The final eight steps of the synthesis served to install two additional oxygen atoms, one methyl group, and the proper C-12 and C-10 stereochemistry. Attempts to install the key C-10 stereocenter by way of conjugate reduction were met with failure despite extensive experimentation (see Supplementary Information for details). Thus, allylic transposition of 15, the Achilles heel of the synthesis from an efficiency standpoint, employed TsNHNH₂ under reductive conditions leading to 16 in 40%. Allylic oxidation with CrO₃,²⁶ delivered enone 17 in 46% yield. A two-step methyl group introduction was accomplished by formation of an α-iodoenone (TMSN₃, I₂)²⁷ followed by a Stille coupling²⁸ affording 18 in 64% overall yield along with 33% recovered 17. Selective removal of the C-7 and C-9 silyl groups with HF·pyridine complex led to a diol that could be selectively dehydrated using Martin Sulfurane reagent to an unstable olefin that was directly oxidized using SeO₂ to aldehyde 19 in 51% overall yield. The selective cleavage of the C-7 and C-9 silyl groups may stem from the inductive effect of the C-3 carbonyl group, which could make C-4 silyl group less reactive to acids. X-ray crystallographic analysis of 19 confirmed the structural assignments made thus far. To complete the synthesis, 19 was reduced to the allylic alcohol and shielded as the acetate ester. Attempts to directly reduce the C-20 aldehyde and the C-12 ketone in 19 were thwarted by the rapid rate of the C-3 enone carbonyl reduction in the presence of the C-20 free primary alcohol (the C-20 hydroxy group is actually proximate to C-3 as judged by molecular models). Stereoselective ketone reduction using NaBH(OAc)₃ followed by successive treatment with fluoride and hydroxide sources (TBAF and Ba(OH)₂ respectively) led to optically pure (+)-1 (synthetic, [α]²⁶ _D 105.37 (c 0.23, CH₃OH); natural, [α]²⁷ _D 104.25 (c 0.20, CH₃OH)) in 72% isolated yield (15 mg prepared by this route).

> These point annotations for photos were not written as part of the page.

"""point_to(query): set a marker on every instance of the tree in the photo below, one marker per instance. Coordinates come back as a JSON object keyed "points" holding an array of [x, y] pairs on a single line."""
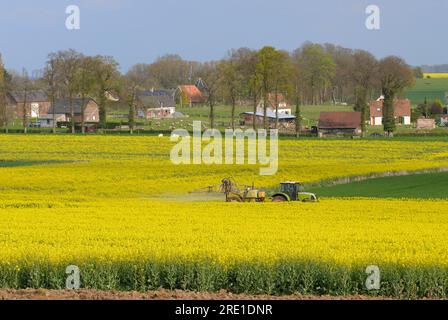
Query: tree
{"points": [[171, 70], [209, 82], [418, 73], [67, 64], [231, 82], [395, 76], [4, 117], [318, 68], [130, 85], [364, 76], [268, 61], [50, 80], [297, 83], [282, 80], [25, 86], [106, 80], [85, 83]]}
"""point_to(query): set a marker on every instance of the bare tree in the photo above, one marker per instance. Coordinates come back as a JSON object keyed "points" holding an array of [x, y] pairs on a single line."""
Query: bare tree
{"points": [[209, 82], [365, 78], [4, 116], [396, 75]]}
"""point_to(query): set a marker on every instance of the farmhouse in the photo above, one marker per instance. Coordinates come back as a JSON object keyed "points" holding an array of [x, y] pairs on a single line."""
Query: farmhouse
{"points": [[62, 110], [444, 120], [426, 124], [190, 95], [32, 103], [339, 123], [156, 104], [283, 107], [402, 111], [285, 121]]}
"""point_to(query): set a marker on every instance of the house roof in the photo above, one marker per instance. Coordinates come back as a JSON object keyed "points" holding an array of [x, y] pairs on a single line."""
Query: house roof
{"points": [[193, 93], [31, 96], [156, 93], [280, 99], [271, 115], [340, 120], [156, 101], [62, 106], [402, 108]]}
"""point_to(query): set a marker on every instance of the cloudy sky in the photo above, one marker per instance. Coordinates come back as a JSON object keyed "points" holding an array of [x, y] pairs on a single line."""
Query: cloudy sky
{"points": [[136, 31]]}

The concise route to 1 is enabled by a fundamentally different retrosynthetic approach to terpene synthesis in the laboratory rather than focusing on the invention of a new synthetic method. Indeed, the newest method employed in this synthesis is a Stille coupling, invented in the 1980's.²⁸ Although the development of new synthetic methodologies are of paramount importance to push the field of organic chemistry forward, this work emphasizes the equally important role of strategy design in complex natural product total synthesis.²⁹ By holistically mimicking the biosynthesis of ingenol (2) in the laboratory,^6,7 the interrelationship between ingenanes and tiglianes could be leveraged using the same building block for both synthetic routes. Since two-phase terpene synthesis builds the carbon skeleton with a strategically planned redox state, the majority of steps can focus on installing key oxidations rather than repositioning functional groups and C–C bonds. Indeed, access to phorbol (1) only requires five additional steps compared to ingenol (2) due to the presence of two additional oxygen atoms (C-12/13) placed at particularly challenging locations on the carbon skeleton. Successful installation of these oxygenations and two others directly or indirectly relied on the application of C–H functionalization logic to pinpoint both the location and choreography of reactions.^19,30 This artificial oxidase phase will enable the synthesis of analogs containing deep-seated modifications in the same fashion that has recently been reported for ingenol (2).⁸ Although the route, in its current concise form, cannot compete with isolation for the procurement of large quantities of phorbol (1), it can be argued that it could be adapted to become truly scalable if the need arose. Rather, the purpose of this synthesis is to enable rapid access to new tigliane family members with exciting bioactivity that are either difficult or impossible to access through isolation or semisynthesis.

Figure 1. A two-phase approach to ingenanes and tiglianes enables a concise approach to the legendary phorbol structure.